A crueldade de agosto

RIO DE JANEIRO - Agosto tem fama de ser um mês cruel. Rima com desgosto, mas rima nunca foi explicação, a começar por aquele Raimundo do poema de Drummond, que não passava de rima e estava longe de ser solução.
Bem verdade que dois presidentes caíram em agosto, Vargas, em 54, e Jânio Quadros, em 61. No primeiro caso, tivemos uma tragédia e, no segundo, tivemos uma comédia que até hoje, por mais explicada que seja, continua sem explicação.
Num agosto dos anos 50, morreu Carmem Miranda, e lembro uma crônica do Antônio Maria falando mal do cinema norte-americano, responsável pela exploração até a morte do nosso principal produto de exportação e, de quebra, o gordo Maria falou mal do mês de agosto, considerando-o cruel.
Pessoalmente, nada tenho contra o mês em curso, da mesma forma que nada tenho contra os outros meses. Pensando bem, algumas vezes cismo com março, não por causa de seus idos que acabaram com César, mas por outros motivos, inclusive porque nasci em março e não confio muito nele nem em mim.
Conheci um sujeito que nasceu em agosto e, contrariando a tradição, a fama de azar que o mês carrega consigo, considerava-se feliz, tudo dava certo para ele, sobretudo em cada mês de agosto.
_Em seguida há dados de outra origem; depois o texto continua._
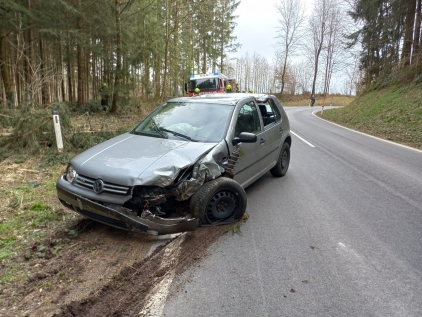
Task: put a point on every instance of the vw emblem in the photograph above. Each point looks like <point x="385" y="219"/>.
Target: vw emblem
<point x="98" y="186"/>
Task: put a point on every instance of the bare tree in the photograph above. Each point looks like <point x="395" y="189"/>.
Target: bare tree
<point x="292" y="16"/>
<point x="318" y="26"/>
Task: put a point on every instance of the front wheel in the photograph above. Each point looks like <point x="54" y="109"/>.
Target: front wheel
<point x="280" y="169"/>
<point x="219" y="201"/>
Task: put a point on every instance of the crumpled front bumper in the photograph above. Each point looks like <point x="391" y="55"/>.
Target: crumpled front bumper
<point x="147" y="223"/>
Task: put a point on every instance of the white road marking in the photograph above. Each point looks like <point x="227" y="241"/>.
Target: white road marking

Num agosto fez a primeira comunhão, num agosto casou-se, ganhou na Loteria Federal, pegou aquela bolada que corria com o Jóquei Clube no Grande Prêmio Brasil, o bilhete dele coube ao cavalo que venceria aquele páreo, entrou numa bolada que dobrou no ano seguinte, quando em agosto morreu-lhe uma tia que lhe deixou bens móveis e imóveis.
Finalmente, num agosto desses, enviuvou da mulher de quem não mais gostava e casou-se, no ano seguinte, no mesmo mês, com uma jovem que tinha a metade de todos os agostos que acumulara.
Tanta e tamanha sorte valeu-lhe um convite para ser senador pelo Rio. Recusou de pronto: "Só aceito se a eleição for em agosto".